Можно ли было в какой-то момент отойти от принципов федерализма, которые в массовом сознании уже были чистой формальностью (как, например, «граница» между РСФСР и УССР)? Сегодня этот вопрос представляет чисто академический интерес[139]
. Его никто и не обсуждает. Исторический факт заключается в том, что сознательные меры по контролю за этническими процессами были прекращены с демонтажем «тоталитаризма» во второй половине 50-х годов. Было официально объявлено, что национального вопроса в СССР «не существует»[140]. С.В. Чешко пишет: «Покойный Ю.В. Бромлей любил рассказывать, в каком логическом тупике оказывались его иностранные собеседники, когда узнавали, что в СССР есть кое-какие национальные проблемы, но нет национального вопроса. Буквально такой подход сохранялся и в первые годы перестройки» [22, с. 65].Между тем существенная часть населения тех территорий, которые были включены в состав СССР только в 1939–1940 гг. (Западная Украина, Прибалтика) занимала антисоветские позиции. Например, во время Великой Отечественной войны в Красной Армии воевало 35 тыс. эстонцев, а на стороне вермахта – более 45 тыс. Публикации изданий украинских националистов-эмигрантов, которые распространялись на Западной Украине, наполнены крайней, из ряда вон выходящей русофобией. Вот выдержка из такого памфлета, которую цитирует Н.И. Ульянов: «Если у нас идет речь об Украине, то мы должны оперировать одним словом – ненависть к ее врагам… Возрождение Украины – синоним ненависти к своей жене московке, к своим детям кацапчатам, к своим братьям и сестрам кацапам. Любить Украину – значит пожертвовать кацапской родней» [88].

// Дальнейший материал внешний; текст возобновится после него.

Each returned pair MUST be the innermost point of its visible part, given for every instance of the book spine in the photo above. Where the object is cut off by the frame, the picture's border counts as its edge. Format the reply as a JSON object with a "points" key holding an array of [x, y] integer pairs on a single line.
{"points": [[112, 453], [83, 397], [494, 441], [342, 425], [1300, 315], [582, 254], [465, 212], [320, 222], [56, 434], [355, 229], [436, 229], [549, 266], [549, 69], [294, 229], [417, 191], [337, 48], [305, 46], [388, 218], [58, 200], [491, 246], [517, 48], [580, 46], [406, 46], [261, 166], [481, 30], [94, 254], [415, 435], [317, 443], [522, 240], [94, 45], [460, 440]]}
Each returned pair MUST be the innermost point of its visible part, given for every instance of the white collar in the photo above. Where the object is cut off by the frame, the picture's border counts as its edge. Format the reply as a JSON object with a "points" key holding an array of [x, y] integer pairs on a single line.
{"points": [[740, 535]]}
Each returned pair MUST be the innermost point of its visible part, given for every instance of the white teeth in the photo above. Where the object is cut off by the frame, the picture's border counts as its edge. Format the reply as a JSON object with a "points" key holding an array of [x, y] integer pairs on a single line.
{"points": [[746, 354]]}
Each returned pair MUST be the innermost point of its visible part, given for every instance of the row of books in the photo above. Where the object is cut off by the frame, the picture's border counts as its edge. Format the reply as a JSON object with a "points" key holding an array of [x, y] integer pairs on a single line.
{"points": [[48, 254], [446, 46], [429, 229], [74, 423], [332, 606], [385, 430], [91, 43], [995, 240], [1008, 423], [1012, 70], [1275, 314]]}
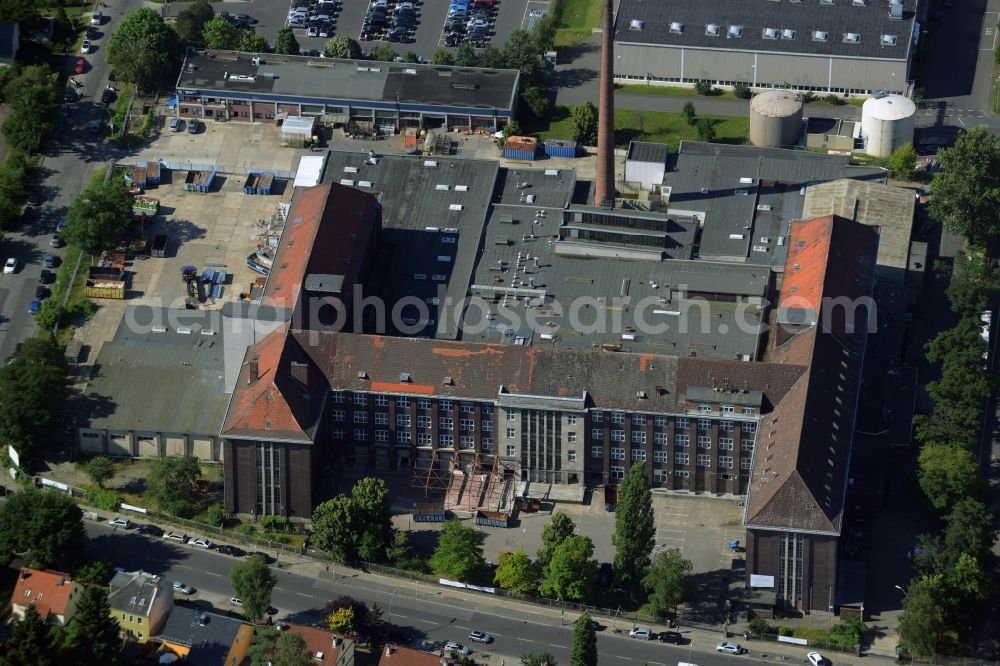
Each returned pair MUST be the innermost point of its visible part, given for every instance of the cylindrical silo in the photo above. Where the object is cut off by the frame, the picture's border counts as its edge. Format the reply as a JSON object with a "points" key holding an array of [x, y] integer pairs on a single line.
{"points": [[887, 123], [775, 119]]}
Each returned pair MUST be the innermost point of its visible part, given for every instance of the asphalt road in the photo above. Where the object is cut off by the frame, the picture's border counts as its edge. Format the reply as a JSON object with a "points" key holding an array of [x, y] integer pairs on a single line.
{"points": [[431, 615]]}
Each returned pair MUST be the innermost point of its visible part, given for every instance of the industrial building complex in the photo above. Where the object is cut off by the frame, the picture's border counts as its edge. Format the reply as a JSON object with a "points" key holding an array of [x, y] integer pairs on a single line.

В союзных и автономных республиках стали формироваться сплоченные этнические элиты, а в их среде – местные кланы с развитой целостной структурой, включавшие в себя партийных, административных, хозяйственных работников, представителей художественной и научной интеллигенции и даже авторитетов преступного мира. Собственная государственность, казавшаяся формальной массе рядовых граждан, для элиты наполнилась смыслом и превратилась в замаскированную крепость.

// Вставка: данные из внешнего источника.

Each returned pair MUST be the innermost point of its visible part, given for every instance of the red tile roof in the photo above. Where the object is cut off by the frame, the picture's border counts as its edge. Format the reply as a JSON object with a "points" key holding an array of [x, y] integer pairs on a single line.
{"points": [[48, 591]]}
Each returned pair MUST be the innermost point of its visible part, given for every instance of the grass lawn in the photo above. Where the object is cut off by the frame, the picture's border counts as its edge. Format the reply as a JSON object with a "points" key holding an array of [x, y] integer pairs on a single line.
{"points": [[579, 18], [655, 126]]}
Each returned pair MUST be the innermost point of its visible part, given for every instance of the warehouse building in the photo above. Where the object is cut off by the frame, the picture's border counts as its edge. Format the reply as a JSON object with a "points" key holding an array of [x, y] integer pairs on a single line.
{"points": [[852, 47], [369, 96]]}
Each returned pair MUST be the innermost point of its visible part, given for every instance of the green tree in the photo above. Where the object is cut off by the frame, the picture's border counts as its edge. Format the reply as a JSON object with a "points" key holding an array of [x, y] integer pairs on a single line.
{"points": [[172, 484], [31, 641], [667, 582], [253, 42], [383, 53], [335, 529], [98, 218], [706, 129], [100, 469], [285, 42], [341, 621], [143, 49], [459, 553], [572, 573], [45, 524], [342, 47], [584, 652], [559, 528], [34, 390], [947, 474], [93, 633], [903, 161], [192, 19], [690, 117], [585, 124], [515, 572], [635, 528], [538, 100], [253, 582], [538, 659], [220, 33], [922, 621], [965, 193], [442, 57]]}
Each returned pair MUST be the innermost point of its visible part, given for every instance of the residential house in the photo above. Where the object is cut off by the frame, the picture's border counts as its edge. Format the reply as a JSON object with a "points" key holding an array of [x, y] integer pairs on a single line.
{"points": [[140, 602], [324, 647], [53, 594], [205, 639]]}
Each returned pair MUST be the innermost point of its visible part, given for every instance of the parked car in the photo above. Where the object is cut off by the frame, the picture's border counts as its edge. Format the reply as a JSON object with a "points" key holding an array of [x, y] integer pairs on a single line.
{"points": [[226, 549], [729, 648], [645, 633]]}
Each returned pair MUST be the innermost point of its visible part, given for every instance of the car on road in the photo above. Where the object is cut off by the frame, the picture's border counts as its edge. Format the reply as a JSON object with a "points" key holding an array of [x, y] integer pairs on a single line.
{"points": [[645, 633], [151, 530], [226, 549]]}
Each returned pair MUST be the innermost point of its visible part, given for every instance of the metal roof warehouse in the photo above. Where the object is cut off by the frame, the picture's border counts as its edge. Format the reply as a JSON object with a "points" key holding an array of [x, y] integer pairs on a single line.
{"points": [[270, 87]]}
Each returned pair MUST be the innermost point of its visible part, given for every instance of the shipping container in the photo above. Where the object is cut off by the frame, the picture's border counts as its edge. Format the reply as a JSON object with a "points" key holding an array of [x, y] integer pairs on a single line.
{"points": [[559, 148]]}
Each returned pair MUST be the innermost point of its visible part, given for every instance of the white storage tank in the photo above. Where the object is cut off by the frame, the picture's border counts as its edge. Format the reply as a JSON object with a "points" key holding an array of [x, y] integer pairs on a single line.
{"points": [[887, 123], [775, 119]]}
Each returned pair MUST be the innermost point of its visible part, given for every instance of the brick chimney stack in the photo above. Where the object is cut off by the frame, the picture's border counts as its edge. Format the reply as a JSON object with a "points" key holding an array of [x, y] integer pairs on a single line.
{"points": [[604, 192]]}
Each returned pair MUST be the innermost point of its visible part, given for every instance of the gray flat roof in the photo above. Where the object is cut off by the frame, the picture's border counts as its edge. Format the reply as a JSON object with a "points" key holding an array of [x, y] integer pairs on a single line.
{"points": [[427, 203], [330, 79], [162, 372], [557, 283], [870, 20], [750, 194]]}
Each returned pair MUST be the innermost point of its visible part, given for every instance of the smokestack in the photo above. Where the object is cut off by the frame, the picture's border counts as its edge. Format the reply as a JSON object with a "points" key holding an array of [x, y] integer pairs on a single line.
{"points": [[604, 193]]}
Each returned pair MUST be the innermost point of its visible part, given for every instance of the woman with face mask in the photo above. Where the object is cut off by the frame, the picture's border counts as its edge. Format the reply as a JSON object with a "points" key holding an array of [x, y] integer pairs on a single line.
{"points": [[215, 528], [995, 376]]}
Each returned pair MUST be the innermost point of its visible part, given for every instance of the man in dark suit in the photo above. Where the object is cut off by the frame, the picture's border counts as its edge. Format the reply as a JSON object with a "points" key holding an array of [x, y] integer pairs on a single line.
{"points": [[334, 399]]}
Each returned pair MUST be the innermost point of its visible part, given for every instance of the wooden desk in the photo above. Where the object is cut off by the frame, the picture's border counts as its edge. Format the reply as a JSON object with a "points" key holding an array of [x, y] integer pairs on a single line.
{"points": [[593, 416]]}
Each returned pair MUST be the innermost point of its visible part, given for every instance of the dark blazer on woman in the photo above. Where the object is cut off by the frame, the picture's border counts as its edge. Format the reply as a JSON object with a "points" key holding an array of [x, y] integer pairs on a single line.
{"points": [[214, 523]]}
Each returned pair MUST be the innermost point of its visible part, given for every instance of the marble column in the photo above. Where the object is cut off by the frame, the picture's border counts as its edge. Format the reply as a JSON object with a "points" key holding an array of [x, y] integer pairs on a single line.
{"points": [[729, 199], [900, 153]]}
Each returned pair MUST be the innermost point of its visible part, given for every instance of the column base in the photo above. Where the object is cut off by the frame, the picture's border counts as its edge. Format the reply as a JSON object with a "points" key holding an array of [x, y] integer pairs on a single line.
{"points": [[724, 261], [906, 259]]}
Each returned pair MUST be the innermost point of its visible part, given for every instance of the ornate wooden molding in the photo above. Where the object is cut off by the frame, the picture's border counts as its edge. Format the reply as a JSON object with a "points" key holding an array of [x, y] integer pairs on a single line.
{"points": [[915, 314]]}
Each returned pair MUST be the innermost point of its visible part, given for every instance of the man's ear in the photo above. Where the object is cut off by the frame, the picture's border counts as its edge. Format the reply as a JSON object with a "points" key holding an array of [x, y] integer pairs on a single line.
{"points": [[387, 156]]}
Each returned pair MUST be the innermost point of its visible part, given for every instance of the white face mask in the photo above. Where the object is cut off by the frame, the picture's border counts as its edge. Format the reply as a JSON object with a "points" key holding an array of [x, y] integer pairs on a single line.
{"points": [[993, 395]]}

И уже в 60-е годы идеологи «холодной войны» против СССР пришли к выводу, что именно национальные проблемы, а вовсе не экономика и не социальные отношения являются слабым местом всей советской конструкции. Здесь и сосредоточили главные силы. Теоретики КПСС, для которых национального вопроса «не существовало», относились к этому со смехом. С искренним недоумением цитирует Э.А. Баграмов [38] такие предупреждения «буржуазных идеологов»: «Самым заразным из всех экспортных товаров Запада (либерализм, демократия, религия) является идея национализма» (А. Барнетт, 1962) или «Национализм, и только национализм является эффективным барьером на пути коммунизма» (Дж. Дэвис, 1970).